I wonder how the Chinese labs are training a 3 trillion parameter model on what has to be vastly smaller compute resources. If the U.S. compute advantage is persistent, it's hard to imagine that Chinese labs will be able to keep pace forever, as a matter of physics, but... so far they seem to be doing just fine.
Or they just don't actually have any compute access restrictions of significance? Chinese companies can just go use those GPUs in neighboring countries that aren't export-restricted, like Malaysia. Like ByteDance openly did: https://www.tomshardware.com/pc-components/gpus/chinas-byted...
and Tencent is rumored to have done via Japan: https://wccftech.com/china-tencent-gains-access-to-nvidia-bl...
And that's not even considering just smuggling the GPUs in by eg buying them in Singapore.
AI-specific chips also seem to be on the easier side to design & create relative to high performance CPUs & GPUs, so there's no particular reason to expect Chinese domestic designs to continuously lag behind. They have access to the same fabs, after all
The Chinese just saved the world economy by draining their absurdly enormous oil storage reserves nobody knew they had, wouldn't surprise me if they had lots of hidden compute too.

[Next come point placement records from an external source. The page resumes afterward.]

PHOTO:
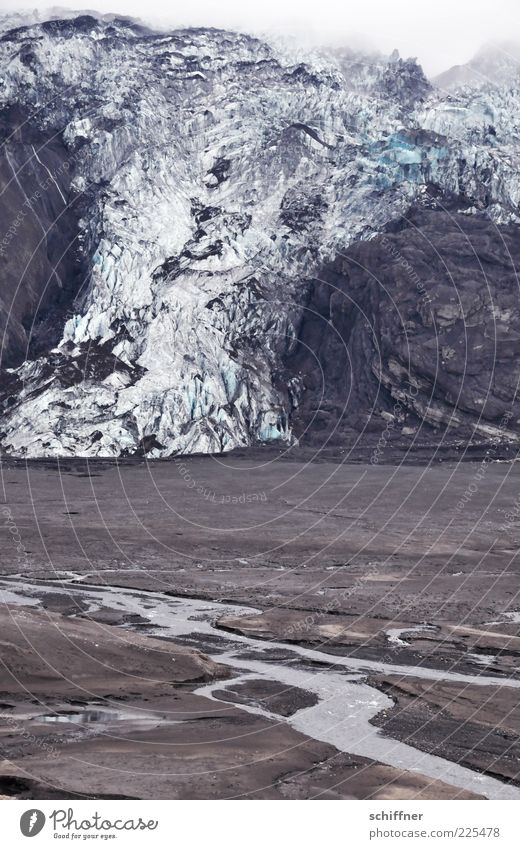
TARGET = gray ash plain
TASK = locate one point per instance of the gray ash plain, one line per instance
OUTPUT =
(380, 615)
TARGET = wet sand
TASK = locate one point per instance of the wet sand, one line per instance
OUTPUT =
(338, 583)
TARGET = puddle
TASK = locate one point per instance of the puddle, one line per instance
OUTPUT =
(346, 702)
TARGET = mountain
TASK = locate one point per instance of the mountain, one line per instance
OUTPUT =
(494, 65)
(171, 203)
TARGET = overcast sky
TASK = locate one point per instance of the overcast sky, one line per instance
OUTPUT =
(440, 33)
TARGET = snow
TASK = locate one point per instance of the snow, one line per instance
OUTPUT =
(197, 265)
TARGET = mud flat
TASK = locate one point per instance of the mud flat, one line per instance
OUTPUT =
(279, 629)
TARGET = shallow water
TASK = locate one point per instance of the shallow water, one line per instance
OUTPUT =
(346, 702)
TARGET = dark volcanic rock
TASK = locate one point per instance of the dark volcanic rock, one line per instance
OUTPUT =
(414, 330)
(39, 264)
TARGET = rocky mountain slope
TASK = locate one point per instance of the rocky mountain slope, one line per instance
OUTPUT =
(168, 200)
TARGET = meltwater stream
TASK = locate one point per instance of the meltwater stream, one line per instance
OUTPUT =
(346, 702)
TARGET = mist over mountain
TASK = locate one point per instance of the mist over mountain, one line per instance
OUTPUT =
(209, 241)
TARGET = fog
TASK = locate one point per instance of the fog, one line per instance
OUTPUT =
(440, 34)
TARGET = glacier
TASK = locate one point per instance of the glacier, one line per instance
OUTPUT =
(207, 175)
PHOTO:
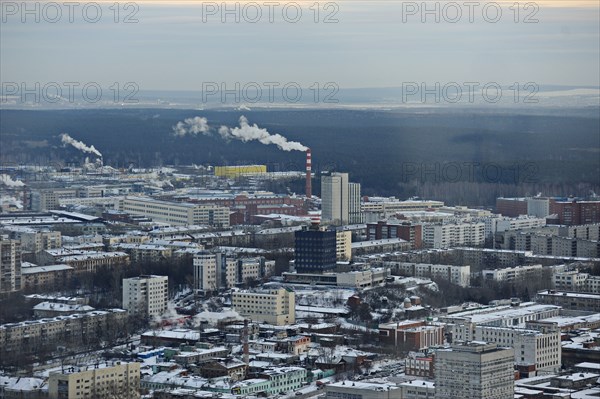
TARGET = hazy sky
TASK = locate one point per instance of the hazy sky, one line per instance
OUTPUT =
(180, 45)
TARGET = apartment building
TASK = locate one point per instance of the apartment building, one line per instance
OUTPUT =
(33, 240)
(459, 275)
(145, 252)
(215, 271)
(177, 213)
(570, 300)
(571, 280)
(10, 265)
(46, 278)
(517, 273)
(103, 381)
(343, 245)
(464, 323)
(378, 208)
(474, 370)
(147, 295)
(76, 330)
(276, 307)
(407, 231)
(284, 379)
(447, 235)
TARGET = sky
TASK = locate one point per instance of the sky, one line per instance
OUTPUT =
(184, 45)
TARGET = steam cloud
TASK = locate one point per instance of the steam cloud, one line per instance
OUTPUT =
(245, 132)
(66, 139)
(191, 126)
(8, 181)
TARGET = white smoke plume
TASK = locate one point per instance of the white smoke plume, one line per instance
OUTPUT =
(8, 181)
(246, 132)
(191, 126)
(66, 139)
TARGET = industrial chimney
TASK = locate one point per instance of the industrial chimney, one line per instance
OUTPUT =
(308, 174)
(246, 349)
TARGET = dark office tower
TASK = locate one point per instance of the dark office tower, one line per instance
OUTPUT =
(315, 250)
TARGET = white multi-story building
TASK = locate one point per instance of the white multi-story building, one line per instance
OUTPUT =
(10, 265)
(354, 208)
(207, 272)
(215, 271)
(147, 295)
(33, 240)
(98, 381)
(463, 324)
(276, 307)
(389, 206)
(538, 207)
(459, 275)
(513, 273)
(343, 245)
(177, 213)
(570, 280)
(447, 235)
(334, 198)
(531, 347)
(363, 390)
(474, 370)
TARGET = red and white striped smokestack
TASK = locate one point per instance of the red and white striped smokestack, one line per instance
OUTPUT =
(308, 174)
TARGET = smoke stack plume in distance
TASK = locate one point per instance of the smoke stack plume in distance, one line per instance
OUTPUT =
(308, 173)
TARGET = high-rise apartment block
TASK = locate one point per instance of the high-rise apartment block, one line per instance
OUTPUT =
(334, 198)
(146, 295)
(10, 265)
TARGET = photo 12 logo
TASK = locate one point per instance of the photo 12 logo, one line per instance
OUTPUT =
(68, 92)
(269, 92)
(468, 92)
(472, 172)
(454, 12)
(69, 11)
(270, 11)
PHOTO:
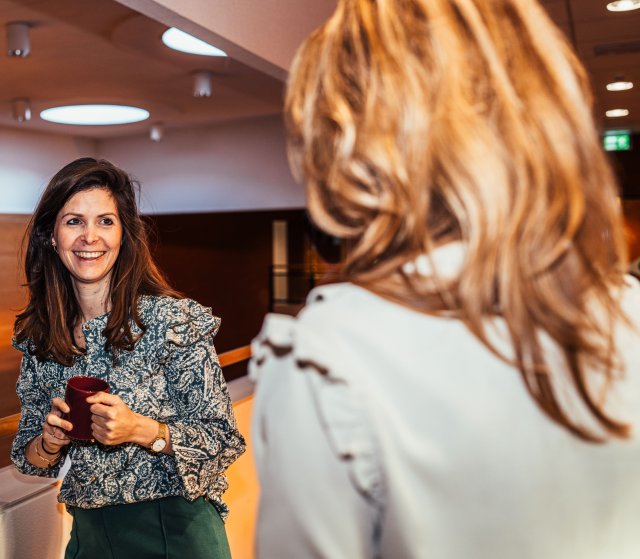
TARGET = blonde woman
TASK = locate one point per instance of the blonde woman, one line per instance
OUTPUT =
(472, 389)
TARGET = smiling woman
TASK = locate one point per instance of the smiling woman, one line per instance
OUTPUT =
(98, 306)
(87, 237)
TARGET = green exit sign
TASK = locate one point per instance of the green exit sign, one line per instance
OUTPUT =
(617, 142)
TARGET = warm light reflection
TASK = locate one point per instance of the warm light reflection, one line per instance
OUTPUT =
(619, 86)
(623, 5)
(179, 40)
(96, 115)
(617, 113)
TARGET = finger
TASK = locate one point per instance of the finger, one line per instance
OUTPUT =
(99, 421)
(54, 440)
(55, 421)
(102, 411)
(104, 398)
(101, 434)
(61, 405)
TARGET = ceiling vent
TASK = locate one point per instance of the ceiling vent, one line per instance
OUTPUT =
(617, 48)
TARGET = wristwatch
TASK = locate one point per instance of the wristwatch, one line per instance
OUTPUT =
(160, 442)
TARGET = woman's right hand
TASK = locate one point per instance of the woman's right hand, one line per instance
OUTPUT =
(54, 430)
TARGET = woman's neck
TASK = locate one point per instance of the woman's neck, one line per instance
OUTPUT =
(92, 298)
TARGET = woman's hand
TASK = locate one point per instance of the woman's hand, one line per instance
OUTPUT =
(54, 430)
(113, 422)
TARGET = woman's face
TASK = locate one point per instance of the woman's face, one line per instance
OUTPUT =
(88, 234)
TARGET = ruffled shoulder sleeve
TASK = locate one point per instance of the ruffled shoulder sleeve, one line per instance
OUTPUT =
(302, 358)
(25, 346)
(188, 322)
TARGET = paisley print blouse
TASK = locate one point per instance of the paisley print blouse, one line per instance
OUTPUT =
(173, 376)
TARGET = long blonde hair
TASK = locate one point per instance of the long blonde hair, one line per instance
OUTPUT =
(417, 122)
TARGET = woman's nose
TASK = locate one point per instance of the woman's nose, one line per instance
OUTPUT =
(89, 235)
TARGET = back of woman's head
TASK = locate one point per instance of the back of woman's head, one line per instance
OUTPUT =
(418, 122)
(52, 309)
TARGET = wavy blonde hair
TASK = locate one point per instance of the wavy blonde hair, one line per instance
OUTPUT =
(417, 122)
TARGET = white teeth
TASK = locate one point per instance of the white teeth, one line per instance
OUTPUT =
(88, 254)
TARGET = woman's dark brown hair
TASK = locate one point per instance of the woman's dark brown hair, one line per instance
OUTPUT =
(52, 311)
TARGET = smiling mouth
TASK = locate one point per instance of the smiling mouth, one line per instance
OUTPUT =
(89, 255)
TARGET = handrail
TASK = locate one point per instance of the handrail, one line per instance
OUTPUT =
(9, 424)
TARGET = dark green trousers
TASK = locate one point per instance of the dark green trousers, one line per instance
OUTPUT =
(169, 528)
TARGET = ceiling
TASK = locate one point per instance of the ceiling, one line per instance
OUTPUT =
(100, 51)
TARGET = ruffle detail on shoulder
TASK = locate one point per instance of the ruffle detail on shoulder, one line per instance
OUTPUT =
(189, 322)
(338, 402)
(24, 346)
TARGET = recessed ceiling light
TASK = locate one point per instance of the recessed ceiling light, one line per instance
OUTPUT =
(94, 115)
(623, 5)
(179, 40)
(617, 113)
(619, 86)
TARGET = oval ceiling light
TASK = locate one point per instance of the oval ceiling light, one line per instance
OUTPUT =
(179, 40)
(619, 86)
(617, 113)
(623, 5)
(94, 115)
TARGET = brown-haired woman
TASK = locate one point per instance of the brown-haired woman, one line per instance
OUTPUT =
(472, 390)
(151, 481)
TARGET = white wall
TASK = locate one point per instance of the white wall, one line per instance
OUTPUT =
(27, 162)
(238, 165)
(263, 34)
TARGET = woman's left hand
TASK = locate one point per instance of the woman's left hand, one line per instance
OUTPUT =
(112, 421)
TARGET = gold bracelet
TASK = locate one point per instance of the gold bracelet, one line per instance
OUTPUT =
(51, 462)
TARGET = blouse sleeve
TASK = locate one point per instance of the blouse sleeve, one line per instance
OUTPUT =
(35, 404)
(204, 435)
(319, 485)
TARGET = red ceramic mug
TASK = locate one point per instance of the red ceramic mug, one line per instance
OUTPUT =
(78, 390)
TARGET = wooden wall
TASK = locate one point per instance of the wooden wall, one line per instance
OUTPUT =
(12, 299)
(221, 260)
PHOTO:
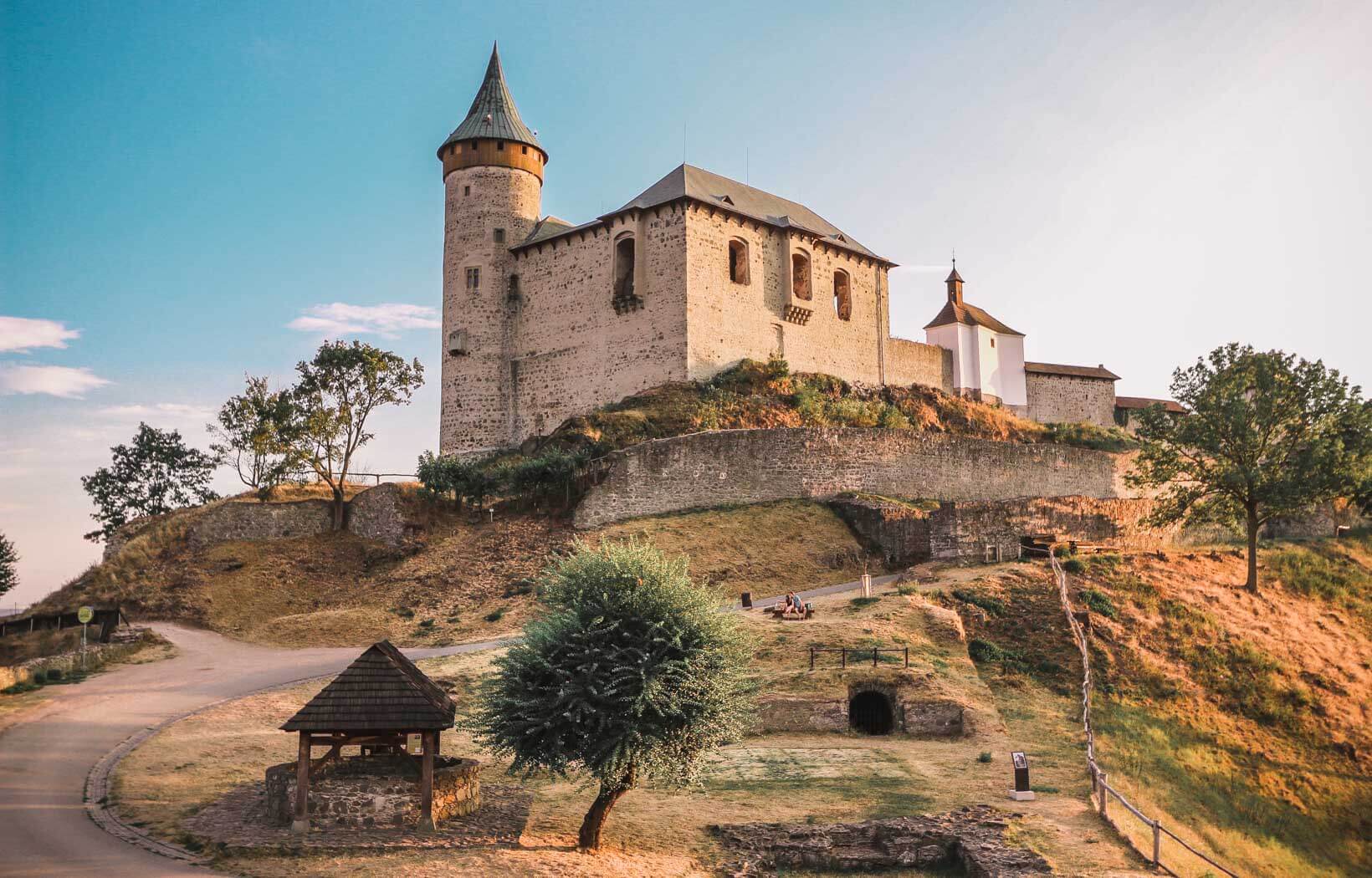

It's not like same parameter count models are identical, so that doesn't appear to be an indicator for quality, or even compute requirements?
There seems to be more to producing a better model than brute forcing parameter count after all.
Training and serving large models does require increasingly more compute, though. (The Chinese labs have clearly found some massive optimizations, but my point was that you'd think at some point even those optimizations wouldn't be enough to keep up with exponentially increasing model sizes.)